Question
Fonda Mexican Restaurant Business Structure (6) -Structure of Fonda is a combination of trust and company -One parent company owned by family trusts -Shareholdings by
Fonda Mexican Restaurant
Business Structure (6)
-Structure of Fonda is a combination of trust and company
-One parent company owned by family trusts
-Shareholdings by himself and business partner (now two partners)
-Shares are held within own private discretionary family trusts
-The shares in a parent company
-Parent company owns the rest of the corporate structure
-Each restaurant is its own propriety limited company in its own right
-Separate propriety limited company which is in charge of all the payroll
-Everyone in corporation is employed/paid by one company despite the fact they work in different restaurant
Business Planning (7)
-Business plan was a little different than conventional business plan
-The most important part of the business plan was the cash flow projections
-Cash flow projections were how much Fonda was going to cost to set up, what sort of turnover it will have (revenue hard to project but looked at direct/indirect competitors), and what expenses will occur as the business is ran (percentage of turnover)

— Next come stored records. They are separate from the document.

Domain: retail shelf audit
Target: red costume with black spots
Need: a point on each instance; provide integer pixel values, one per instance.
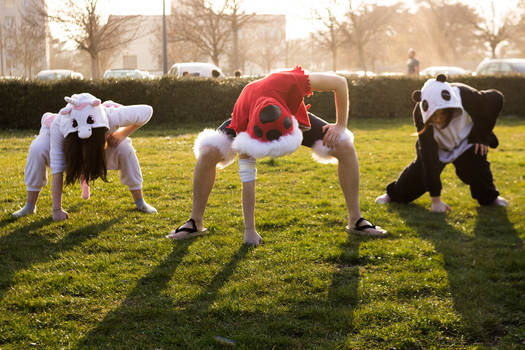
(270, 113)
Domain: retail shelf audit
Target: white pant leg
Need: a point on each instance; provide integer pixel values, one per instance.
(35, 174)
(124, 159)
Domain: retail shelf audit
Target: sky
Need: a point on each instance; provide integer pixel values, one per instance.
(298, 12)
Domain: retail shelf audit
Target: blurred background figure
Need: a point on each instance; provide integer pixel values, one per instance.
(412, 63)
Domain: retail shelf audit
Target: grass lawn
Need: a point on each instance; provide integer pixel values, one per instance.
(107, 278)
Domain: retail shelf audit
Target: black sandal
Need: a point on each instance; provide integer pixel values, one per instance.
(360, 229)
(186, 232)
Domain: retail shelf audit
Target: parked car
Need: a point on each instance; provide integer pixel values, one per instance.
(448, 70)
(126, 74)
(194, 69)
(501, 66)
(58, 74)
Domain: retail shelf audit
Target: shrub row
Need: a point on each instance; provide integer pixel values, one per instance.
(177, 101)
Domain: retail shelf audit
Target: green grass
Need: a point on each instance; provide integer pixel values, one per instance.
(107, 278)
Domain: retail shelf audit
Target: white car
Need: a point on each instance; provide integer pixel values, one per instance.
(126, 74)
(58, 74)
(195, 69)
(501, 66)
(448, 70)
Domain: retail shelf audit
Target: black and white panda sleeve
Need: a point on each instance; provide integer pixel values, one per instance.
(484, 108)
(427, 151)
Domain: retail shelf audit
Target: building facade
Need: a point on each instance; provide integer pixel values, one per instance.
(24, 48)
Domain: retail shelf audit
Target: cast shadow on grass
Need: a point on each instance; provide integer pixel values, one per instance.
(484, 269)
(24, 247)
(148, 318)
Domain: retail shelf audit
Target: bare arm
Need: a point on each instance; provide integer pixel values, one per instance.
(56, 192)
(121, 133)
(339, 86)
(131, 118)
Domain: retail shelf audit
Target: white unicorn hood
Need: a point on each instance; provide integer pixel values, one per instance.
(82, 113)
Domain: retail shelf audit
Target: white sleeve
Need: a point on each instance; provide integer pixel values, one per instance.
(129, 115)
(57, 161)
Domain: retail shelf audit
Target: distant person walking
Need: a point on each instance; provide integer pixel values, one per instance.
(412, 63)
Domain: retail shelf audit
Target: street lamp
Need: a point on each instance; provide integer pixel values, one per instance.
(164, 43)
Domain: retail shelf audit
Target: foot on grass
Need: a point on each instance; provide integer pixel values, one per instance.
(28, 209)
(383, 199)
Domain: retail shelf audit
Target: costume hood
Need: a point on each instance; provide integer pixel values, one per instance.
(272, 130)
(437, 94)
(82, 113)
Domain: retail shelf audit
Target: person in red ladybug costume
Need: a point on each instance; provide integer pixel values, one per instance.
(270, 119)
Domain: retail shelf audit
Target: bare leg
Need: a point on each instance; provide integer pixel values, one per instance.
(30, 206)
(251, 236)
(141, 203)
(348, 172)
(203, 180)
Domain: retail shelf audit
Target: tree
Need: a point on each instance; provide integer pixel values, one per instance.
(448, 26)
(494, 30)
(199, 23)
(330, 36)
(238, 19)
(25, 42)
(364, 24)
(82, 23)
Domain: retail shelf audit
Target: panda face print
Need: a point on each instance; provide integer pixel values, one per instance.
(445, 94)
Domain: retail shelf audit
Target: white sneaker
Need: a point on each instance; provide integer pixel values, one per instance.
(501, 202)
(383, 199)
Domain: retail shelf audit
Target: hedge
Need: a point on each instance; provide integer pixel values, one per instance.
(178, 101)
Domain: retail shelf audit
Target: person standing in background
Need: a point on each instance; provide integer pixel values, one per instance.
(412, 63)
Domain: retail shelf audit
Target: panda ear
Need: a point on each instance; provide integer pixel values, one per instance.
(416, 96)
(442, 78)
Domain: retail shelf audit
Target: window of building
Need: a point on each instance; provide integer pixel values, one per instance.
(8, 3)
(129, 62)
(10, 22)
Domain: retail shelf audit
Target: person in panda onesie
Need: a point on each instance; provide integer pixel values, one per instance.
(270, 119)
(454, 123)
(84, 140)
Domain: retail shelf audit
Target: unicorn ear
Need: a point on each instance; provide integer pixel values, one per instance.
(66, 110)
(73, 101)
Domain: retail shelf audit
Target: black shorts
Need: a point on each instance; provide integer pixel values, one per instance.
(309, 137)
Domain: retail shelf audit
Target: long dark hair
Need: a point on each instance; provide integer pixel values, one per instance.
(86, 158)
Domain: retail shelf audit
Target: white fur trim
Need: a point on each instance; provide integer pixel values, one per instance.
(321, 153)
(219, 140)
(245, 144)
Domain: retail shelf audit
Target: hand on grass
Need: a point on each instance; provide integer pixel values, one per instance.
(333, 134)
(481, 148)
(60, 214)
(438, 206)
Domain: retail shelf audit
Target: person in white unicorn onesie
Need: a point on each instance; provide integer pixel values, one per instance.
(84, 140)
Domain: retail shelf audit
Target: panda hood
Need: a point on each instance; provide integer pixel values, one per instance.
(437, 94)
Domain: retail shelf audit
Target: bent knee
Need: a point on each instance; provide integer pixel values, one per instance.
(343, 149)
(37, 151)
(210, 154)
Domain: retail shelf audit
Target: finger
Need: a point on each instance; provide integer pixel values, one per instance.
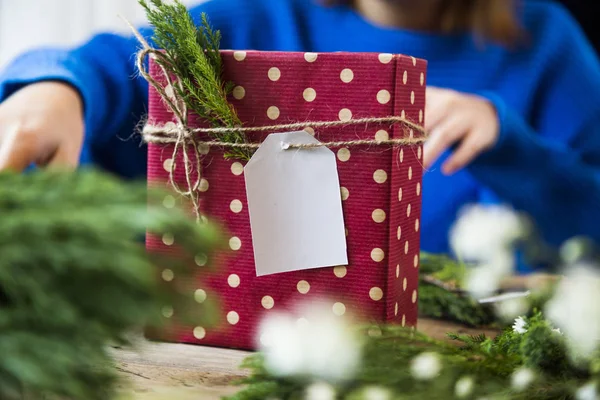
(65, 158)
(15, 153)
(441, 138)
(436, 107)
(471, 146)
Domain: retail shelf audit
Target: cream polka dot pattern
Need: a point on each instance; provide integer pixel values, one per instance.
(200, 296)
(384, 96)
(267, 302)
(169, 201)
(377, 255)
(201, 260)
(376, 294)
(303, 287)
(339, 309)
(309, 94)
(344, 154)
(240, 55)
(347, 75)
(199, 332)
(311, 57)
(345, 115)
(385, 58)
(237, 169)
(239, 92)
(235, 243)
(380, 176)
(168, 165)
(273, 113)
(340, 272)
(378, 216)
(233, 281)
(236, 206)
(233, 318)
(168, 275)
(167, 311)
(168, 239)
(345, 193)
(204, 185)
(274, 74)
(382, 135)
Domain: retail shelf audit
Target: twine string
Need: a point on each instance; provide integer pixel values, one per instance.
(183, 137)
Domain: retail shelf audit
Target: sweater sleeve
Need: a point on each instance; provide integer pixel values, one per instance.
(549, 165)
(103, 71)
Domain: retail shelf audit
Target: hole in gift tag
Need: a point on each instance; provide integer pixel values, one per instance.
(294, 201)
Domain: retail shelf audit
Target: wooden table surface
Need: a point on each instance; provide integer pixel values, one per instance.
(163, 371)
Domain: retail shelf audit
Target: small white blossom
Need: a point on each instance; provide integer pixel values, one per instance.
(588, 392)
(481, 232)
(575, 309)
(484, 280)
(522, 378)
(519, 325)
(464, 387)
(322, 346)
(320, 391)
(426, 366)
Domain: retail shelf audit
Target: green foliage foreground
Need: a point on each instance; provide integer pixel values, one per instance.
(75, 277)
(530, 365)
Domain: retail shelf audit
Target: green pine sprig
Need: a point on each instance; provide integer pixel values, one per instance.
(75, 278)
(191, 54)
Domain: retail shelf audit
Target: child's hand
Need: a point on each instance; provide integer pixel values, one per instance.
(41, 124)
(454, 118)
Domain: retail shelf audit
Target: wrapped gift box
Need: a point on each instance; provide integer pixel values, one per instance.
(381, 189)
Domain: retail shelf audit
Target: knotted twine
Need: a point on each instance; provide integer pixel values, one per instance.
(184, 137)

-From a product/brand side of things - ensuring that you have a product that people will want. Important to get feedback and collaborate with focus groups
-Base model of what they saw overseas in America
-Tested name, colours, menu, price
-Business planning is about derisking the venture
-Business plan has been changed - core of product/brand hasn't changed, revenue was larger than expected (also larger costs)
-Infrastructure needed to operate business was at a higher level
Non-Financial Performance Indicators (7)
-NFPI are most important - often flow into financial performance indicators
-Key NFPI is the secret shopper program - measured weekly
-Culture surveys and staff turnover can give a clear picture on how staff are feeling
-Strong link between happiness and financial performance of business
-Food safety compliance needs to be adhered to
-Food ordering times
-Number of complaints
Performance against Budget (8)
-Performance is assessed by location
-Dashboard put together for each restaurant which incorporates secret shopper results, sales (tracks how leadership team are managing labour costs and cost of goods)
-Also have profit share system going - each leadership team are on base salary but also a % of profit that the restaurant performs
-Leadership team therefore looks closely at profit/loss statement
-Monthly meeting to go through results of each restaurant
-Quantifiable measurements means there is a high level of accountability
-Staff drive the budgeting
-Company structure (rather than franchise) means you maintain control of culture, who is hiring
-Disadvantage means you don't have necessary an owner - but get around this by having the profit share system
CVP (9)
-CVP has a huge impact on planning
-First hurdle is breaking even, next is making a profit
-Had a worst case + realistic + best case projection
-Worst case was breakeven - so no emotional/financial hardship
-Gives you a guide on how much you can invest as breakeven will change with investment
-Starting small means breakeven point is obtainable
Profit Share Scheme (9)
-Taken off flight centre model
-Every leader is making more money than on fixed company
-Business is also making greater profits - even though there is greater saleries
-Management links to accounting
QUESTIONS
- discuss the operating model and its pros and cons.
- discuss the reelevance of Cost-Volume-Profit (CVP) Analysis.
- Was CVP relevant to starting and expanding operations for Fonda?